Tillage and Nitrogen Effects on Soil Organic Matter Fractions in Wheat‐based Systems

Management practices that alter plant residue production and distribution influence SOC (soil organic carbon) dynamics. The objectives of this study were to investigate the impacts of tillage, cropping system, and N fertilization on SOC and soil N pools through physical fractionation of a central Texas soil after 20 yr. Nitrogen fertilization and no‐tillage (NT) significantly increased wheat ( Triticum aestivum L.) straw yield. Compared with conventional tillage (CT), SOC under NT in surface (0–5‐cm) samples was 38, 69, and 68% greater for continuous wheat (CW), wheat–soybean [ Glycine max (L.) Merr.]–sorghum [ Sorghum bicolor (L.) Moench] rotation (SWS), and double‐cropped wheat–soybean (WS), respectively.
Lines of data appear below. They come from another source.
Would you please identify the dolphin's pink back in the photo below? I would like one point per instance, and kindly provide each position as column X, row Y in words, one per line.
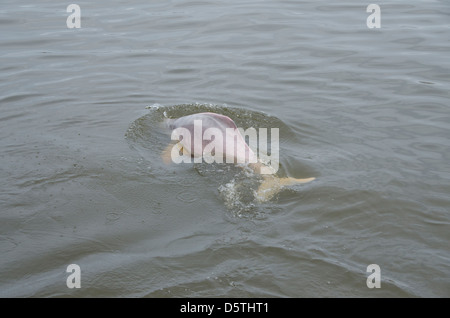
column 218, row 121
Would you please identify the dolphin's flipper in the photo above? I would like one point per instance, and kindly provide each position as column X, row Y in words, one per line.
column 166, row 155
column 271, row 185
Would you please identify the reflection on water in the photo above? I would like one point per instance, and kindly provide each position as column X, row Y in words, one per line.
column 363, row 110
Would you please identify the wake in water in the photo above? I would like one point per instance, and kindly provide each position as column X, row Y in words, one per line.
column 253, row 183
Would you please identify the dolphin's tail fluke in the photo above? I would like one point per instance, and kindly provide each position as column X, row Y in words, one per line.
column 271, row 185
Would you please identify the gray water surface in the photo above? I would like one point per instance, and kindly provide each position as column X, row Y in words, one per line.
column 365, row 111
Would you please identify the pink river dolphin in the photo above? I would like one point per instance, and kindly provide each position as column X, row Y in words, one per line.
column 228, row 143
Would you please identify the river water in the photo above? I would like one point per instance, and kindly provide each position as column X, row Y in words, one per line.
column 364, row 110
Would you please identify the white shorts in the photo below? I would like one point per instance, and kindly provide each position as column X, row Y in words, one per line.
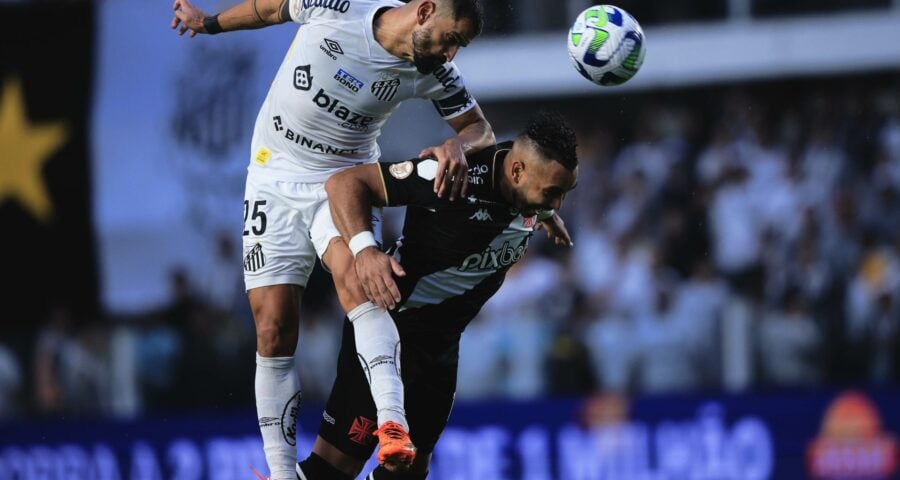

The greatest SOC was observed in WS under NT with N fertilization, and the lowest occurred in CW under CT without N. Increased cropping intensity increased SOC compared with monoculture. Nitrogen fertilization only significantly increased SOC sequestration under NT. No‐tillage increased SOC concentration in all physical size fractions compared with CT. Increased cropping intensity and N fertilization significantly increased SOC sequestration in most size fractions only under NT. Intraparticulate organic matter C (IPOM‐C) was proportionally more affected by tillage than total SOC, indicating that this fraction was more sensitive to management. Carbon concentrations in all size fractions were significantly correlated with each other as well as SOC. Our results indicated that NT associated with enhanced cropping intensity and N fertilization sequestered greater SOC and soil total N.